Al-Schifa-Krankenhaus in Gaza-Stadt
Reuters
Evakuierung

Viele Menschen verlassen Al-Schifa-Spital

Zahlreiche Menschen verlassen das zuletzt heftig umkämpfte Al-Schifa-Krankenhaus in Gaza-Stadt. Das berichten Journalisten an Ort und Stelle der Nachrichtenagentur AFP und der BBC. Die AFP spricht von Hunderten Menschen, die das Spital zu Fuß Richtung Süden verlassen. Das israelische Militär kündigte an, den Einsatz zur Evakuierung des Spitals ausweiten zu wollen, dementierte aber, eine Evakuierung angeordnet zu haben.

Zuvor hatte es Samstagfrüh Berichte der Nachrichtenagentur AFP gegeben, dass die israelische Armee eine Stunde Zeit gegeben habe, das Krankenhaus zu räumen.
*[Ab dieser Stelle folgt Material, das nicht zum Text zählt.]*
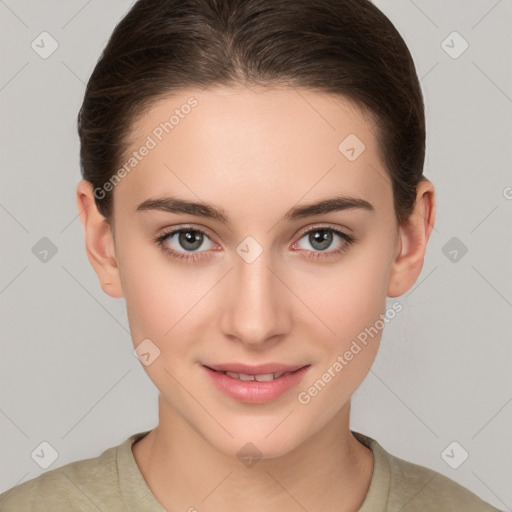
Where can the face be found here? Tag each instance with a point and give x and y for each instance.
(264, 280)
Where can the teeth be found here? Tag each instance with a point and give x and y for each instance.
(267, 377)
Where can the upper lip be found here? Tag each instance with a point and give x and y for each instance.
(260, 369)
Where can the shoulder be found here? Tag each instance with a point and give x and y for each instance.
(81, 485)
(418, 488)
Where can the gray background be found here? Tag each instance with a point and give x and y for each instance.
(68, 373)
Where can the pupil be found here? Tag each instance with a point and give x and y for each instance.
(322, 237)
(190, 237)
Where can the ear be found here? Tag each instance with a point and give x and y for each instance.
(414, 233)
(99, 240)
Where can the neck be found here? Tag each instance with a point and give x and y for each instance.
(185, 472)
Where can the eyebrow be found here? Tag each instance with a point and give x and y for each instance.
(198, 209)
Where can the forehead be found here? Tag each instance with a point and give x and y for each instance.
(270, 142)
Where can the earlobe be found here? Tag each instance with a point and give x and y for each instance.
(99, 241)
(414, 233)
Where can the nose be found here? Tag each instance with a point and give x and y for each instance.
(255, 306)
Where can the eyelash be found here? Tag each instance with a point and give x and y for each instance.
(348, 240)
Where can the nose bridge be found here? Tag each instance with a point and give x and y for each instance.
(254, 309)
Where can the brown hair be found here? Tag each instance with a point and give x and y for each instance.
(344, 47)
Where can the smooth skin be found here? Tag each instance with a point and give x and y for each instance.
(256, 152)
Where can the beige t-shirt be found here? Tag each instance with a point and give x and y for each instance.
(112, 482)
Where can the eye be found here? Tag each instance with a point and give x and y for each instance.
(184, 243)
(322, 238)
(191, 244)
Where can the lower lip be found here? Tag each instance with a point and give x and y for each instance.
(255, 392)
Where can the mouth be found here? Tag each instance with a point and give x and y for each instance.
(254, 386)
Viel mehr hätten sie einer Bitte des Krankenhausdirektors entsprochen, dass die Menschen, die das Spitalsgelände verlassen wollten, das über einen „sicheren Weg“ tun sollten, so die Armee. Die israelische Armee habe zu keinem Zeitpunkt die Evakuierung angeordnet.

Es sei sogar vorgeschlagen worden, dass jede Bitte um eine medizinische Evakuierung von der Armee unterstützt werde, hieß es in einer Erklärung. Das medizinische Personal solle bei den Patienten bleiben, die nicht weggebracht werden können. Zudem habe die israelische Armee dem Krankenhaus zusätzliche Lebensmittel, Wasser und humanitäre Hilfe zur Verfügung gestellt.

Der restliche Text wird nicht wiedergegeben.